И дальше я опять ничего не помню, кроме работы, – потому что на работе мы ни о чем не говорили, кроме работы!
Вот я всё время и думаю: нормальный я после этого человек или нет?
Самое обидное, что про него, про моего любимого и ненаглядного мужа теперешнего, я тоже ничего не помню.
Как он на меня смотрел? (нормально смотрел)
Как он был одет? (нормально был одет)
Как он попросил мой номер телефона? (при такой работе еще бы у него не было моего номера телефона)
Как мы в первый раз остались вдвоем? А мы вообще оставались вдвоем?..
Что-то же я должна помнить? Как – раз! – и выворачивает разговор совсем на другие рельсы; или вдруг становится понятно, что с завтрашнего дня ты будешь засыпать и просыпаться с улыбкой. Или, наоборот, становится страшно, потому что теперь на этого человека придется смотреть совсем другими глазами, и контролировать каждую фразу, и вообще… вносить коррективы в свое поведение.

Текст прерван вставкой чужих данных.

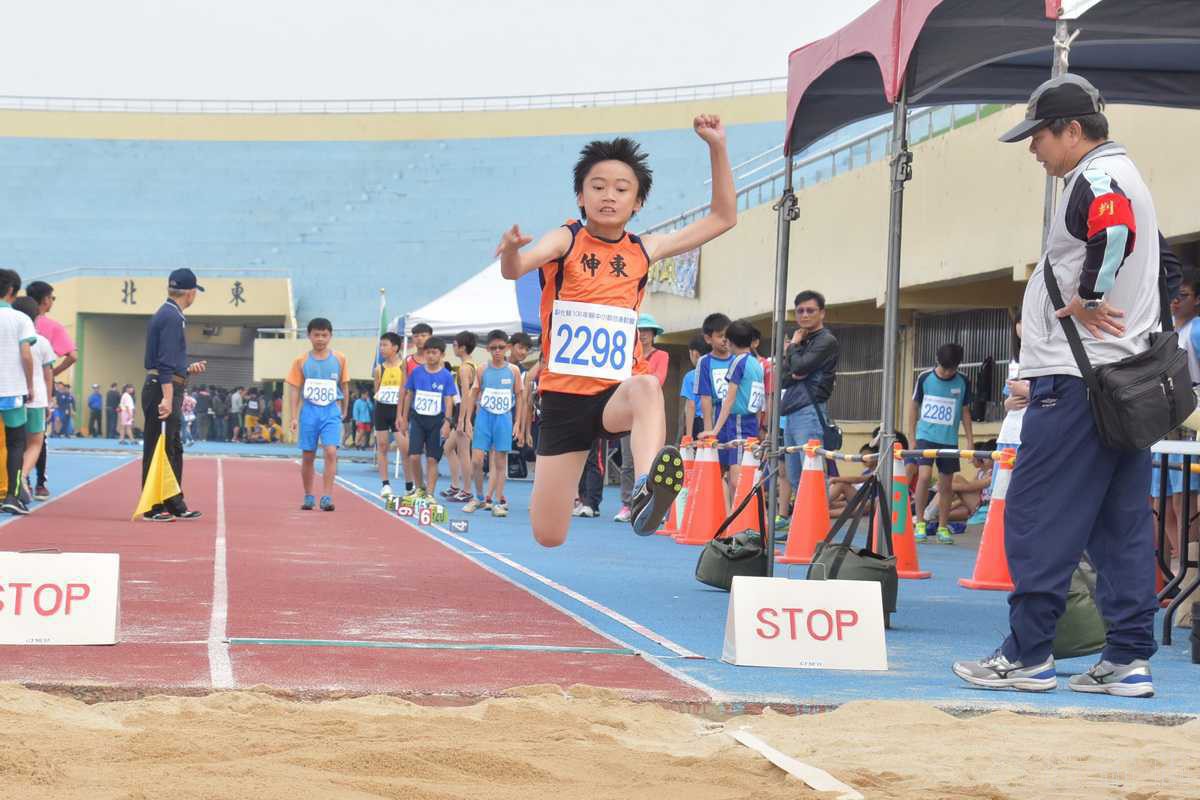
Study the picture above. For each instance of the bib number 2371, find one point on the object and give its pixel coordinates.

А вот этого как раз и не было. Был просто хороший человек, очень профессиональный, очень внимательный, и всё с ним было легко и просто. А больше я ничего не помню.
Хотя нет, не совсем так. Я помню, как трогательно Сандро гордился тем, что для послепремьерного банкета он привез с собой вторую пару штанов – нерабочих, – и радостно мне их в день премьеры продемонстрировал. А на этих «выходных» штанах (приготовленных специально для банкета!) красовалось какое-то очень профессиональное пятно на колене. Я прямо видела, как на предыдущей премьере за пятнадцать минут до спектакля надо было что-нибудь срочно переносить, сгружать или чинить, поддерживая коленом… А может, это было две или три премьеры назад, а штаны так и остались лежать в гастрольной сумке.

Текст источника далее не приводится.